Rachael Griffin, tax and financial planning expert at Quilter said that inheritance tax had been “hitting the headlines as an area for potential change”, including suggestions of “total abolition, but those rumours have since gone quiet”. She continued:

“Given inheritance tax receipts for April 2023 to January 2024 were £6.3 billion, £0.4 billion higher than the same period last year and on track for another record breaking year, the government is likely to leave it well alone. Though higher house prices and frozen thresholds have seen more people caught by the IHT net in recent years, ultimately, it impacts relatively few families but brings in a tidy sum to boost government coffers which it will be unwilling to relinquish – particularly if other tax cuts are on the table.”

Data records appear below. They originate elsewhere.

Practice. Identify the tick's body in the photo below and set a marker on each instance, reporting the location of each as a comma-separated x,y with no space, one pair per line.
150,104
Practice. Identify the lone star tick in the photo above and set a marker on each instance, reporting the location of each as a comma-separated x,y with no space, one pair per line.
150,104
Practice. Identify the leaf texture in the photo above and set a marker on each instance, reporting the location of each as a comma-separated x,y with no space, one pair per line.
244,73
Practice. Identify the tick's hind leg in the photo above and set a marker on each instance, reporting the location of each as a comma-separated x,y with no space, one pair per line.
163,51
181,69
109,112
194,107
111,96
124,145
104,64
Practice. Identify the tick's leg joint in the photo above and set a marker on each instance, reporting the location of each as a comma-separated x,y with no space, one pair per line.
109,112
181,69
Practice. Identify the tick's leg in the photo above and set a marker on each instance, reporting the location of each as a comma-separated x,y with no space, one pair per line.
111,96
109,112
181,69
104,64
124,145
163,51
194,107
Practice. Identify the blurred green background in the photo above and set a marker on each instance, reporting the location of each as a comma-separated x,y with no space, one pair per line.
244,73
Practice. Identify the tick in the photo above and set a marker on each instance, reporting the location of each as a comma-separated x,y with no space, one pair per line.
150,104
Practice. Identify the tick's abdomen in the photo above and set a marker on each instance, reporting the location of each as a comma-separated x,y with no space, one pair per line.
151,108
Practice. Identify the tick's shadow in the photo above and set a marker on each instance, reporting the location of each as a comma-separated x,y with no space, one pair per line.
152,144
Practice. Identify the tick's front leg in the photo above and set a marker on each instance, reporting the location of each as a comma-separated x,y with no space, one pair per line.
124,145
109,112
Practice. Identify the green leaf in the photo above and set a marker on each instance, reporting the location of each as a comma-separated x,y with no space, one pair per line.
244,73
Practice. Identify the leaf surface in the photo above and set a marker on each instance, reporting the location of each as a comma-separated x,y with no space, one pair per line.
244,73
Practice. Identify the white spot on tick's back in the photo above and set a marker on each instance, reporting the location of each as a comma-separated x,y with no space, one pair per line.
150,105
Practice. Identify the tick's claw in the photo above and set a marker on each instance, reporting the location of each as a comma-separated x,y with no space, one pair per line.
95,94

Commenting on IHT receipts rising by £400 million, John Glencross, CEO and Co-Founder of Calculus, said that IHT receipts are on a continuous upward trend, driven by the prolonged freeze on IHT thresholds until at least April 2028. He added:

“The fast-upcoming Spring Budget next month, which may include changes to IHT, could significantly influence the strategies and approaches employed by intermediaries when discussing estate planning with clients. One IHT mitigation approach for advisers and investors to consider is an Enterprise Investment Scheme (EIS) fund. The EIS provides inheritance tax relief, contingent on holding the shares for a minimum of two years and at the time of death. At Calculus, our EIS Fund and Knowledge Intensive EIS Fund not only offer investors the chance to benefit from a diversified and tax-efficient portfolio but also enables them to support innovative UK companies with a strong societal purpose and impact.”